Simple regex written as FSM
2021-09-19 00:00:00 +0000 UTCToday and yesterday I have been toying with a simple finite state machine implementation I wrote in Go.
One common use of finite state machines is for the computation of regular expressions. A parser is a bit out of scope for messing with my simple library (though I am interested in trying that out later).
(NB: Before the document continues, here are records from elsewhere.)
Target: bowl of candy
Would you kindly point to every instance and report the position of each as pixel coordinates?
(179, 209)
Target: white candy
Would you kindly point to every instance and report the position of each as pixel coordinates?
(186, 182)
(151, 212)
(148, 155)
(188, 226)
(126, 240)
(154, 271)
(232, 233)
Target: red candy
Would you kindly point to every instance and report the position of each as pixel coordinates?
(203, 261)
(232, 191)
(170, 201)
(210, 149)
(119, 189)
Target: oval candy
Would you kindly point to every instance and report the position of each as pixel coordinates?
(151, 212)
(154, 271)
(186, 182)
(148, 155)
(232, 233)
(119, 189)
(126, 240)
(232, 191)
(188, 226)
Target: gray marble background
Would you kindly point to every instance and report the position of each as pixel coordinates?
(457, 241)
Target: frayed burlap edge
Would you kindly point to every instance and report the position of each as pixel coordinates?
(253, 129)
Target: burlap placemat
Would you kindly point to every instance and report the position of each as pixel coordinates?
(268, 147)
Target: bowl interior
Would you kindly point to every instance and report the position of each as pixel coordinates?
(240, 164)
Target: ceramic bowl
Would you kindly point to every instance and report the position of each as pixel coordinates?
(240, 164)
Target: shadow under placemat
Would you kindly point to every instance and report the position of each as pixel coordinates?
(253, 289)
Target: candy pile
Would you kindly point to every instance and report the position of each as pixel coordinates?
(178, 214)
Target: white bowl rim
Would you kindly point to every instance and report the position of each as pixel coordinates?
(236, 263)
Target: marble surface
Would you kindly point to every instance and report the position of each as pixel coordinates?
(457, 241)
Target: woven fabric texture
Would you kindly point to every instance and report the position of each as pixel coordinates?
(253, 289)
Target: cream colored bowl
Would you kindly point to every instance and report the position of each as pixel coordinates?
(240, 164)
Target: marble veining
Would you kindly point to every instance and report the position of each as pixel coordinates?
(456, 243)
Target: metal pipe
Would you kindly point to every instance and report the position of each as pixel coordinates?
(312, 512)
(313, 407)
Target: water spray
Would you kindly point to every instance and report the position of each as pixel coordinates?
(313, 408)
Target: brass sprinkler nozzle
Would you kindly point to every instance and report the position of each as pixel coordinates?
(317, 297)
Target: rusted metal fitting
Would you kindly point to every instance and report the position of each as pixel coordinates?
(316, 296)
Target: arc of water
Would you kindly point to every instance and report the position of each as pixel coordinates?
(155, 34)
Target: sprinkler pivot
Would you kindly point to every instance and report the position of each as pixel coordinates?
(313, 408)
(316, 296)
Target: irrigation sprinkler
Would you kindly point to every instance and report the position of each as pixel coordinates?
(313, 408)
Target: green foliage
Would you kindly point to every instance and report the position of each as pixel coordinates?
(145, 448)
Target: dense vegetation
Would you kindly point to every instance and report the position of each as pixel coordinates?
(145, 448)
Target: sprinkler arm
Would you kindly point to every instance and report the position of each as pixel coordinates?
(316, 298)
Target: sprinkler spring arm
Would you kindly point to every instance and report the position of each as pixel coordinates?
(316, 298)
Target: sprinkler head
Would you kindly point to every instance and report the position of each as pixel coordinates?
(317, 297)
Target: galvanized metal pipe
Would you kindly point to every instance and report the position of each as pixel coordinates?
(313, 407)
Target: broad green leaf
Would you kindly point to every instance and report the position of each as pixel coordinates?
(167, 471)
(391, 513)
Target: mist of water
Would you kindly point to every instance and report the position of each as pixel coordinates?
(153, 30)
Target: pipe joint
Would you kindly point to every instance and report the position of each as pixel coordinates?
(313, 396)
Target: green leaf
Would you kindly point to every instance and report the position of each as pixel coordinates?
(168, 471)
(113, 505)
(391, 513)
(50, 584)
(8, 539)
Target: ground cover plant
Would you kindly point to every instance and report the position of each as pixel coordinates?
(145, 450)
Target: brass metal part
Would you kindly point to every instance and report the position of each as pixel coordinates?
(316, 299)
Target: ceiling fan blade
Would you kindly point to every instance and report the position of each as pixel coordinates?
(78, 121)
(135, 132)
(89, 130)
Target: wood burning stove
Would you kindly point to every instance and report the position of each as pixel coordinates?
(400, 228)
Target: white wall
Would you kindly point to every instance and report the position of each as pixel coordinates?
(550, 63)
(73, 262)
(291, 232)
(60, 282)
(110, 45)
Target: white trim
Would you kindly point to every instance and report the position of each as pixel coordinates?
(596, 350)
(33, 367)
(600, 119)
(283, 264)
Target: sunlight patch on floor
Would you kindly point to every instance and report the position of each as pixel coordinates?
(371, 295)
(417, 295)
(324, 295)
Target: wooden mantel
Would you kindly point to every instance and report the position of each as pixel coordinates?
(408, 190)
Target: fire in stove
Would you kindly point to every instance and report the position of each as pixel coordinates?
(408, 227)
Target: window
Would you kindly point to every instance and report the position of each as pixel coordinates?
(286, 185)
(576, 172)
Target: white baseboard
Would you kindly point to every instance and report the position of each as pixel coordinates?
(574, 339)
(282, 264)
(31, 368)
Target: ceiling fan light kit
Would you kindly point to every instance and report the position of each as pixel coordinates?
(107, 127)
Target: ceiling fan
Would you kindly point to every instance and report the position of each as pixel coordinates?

Instead I manually wrote out a couple of simple examples. One easy FSM is equivalent to the regex ^a+$:
func oneOrMore(s string) (*fsm.FSM, error) {
// oneOrMore returns an FSM that matches a regex like ^a+$
if len(s) != 1 {
return &fsm.FSM{}, fmt.Errorf("oneOrMore must be passed a string of length 1")
}
initial := "start"
accept := s
event := fsm.Event{
From: "start",
Input: s,
}
eventAccept := fsm.Event{
From: s,
Input: s,
}
events := make(map[fsm.Event]string)
events[event] = accept
events[eventAccept] = accept
return fsm.NewFSM(initial, events, []string{accept}), nil
}
The implementation makes use of Go’s bubble-it-up error handling convention to fail the match if either an UnmatchedEventError comes up due to a missing transition (i.e. a different letter than the character matched is input) or if the CurrentState of the FSM is not in the AcceptStates slice (for this FSM, only if passed the empty string, which leaves it in the initial state):
func checkMatch(f *fsm.FSM, s string) bool {
// checkMatch returns true if the given FSM matches the string
// or false if it does not (e.g. f.Accepted != true or get an error from processString)
err := processString(f, s)
if err == nil {
return f.Accepted()
}
return false
}
Writing out more any regex directly in terms of FSM states like this is not really practical but it can be fun to puzzle the state machine yourself to get to thinking about the theory behind a common tool.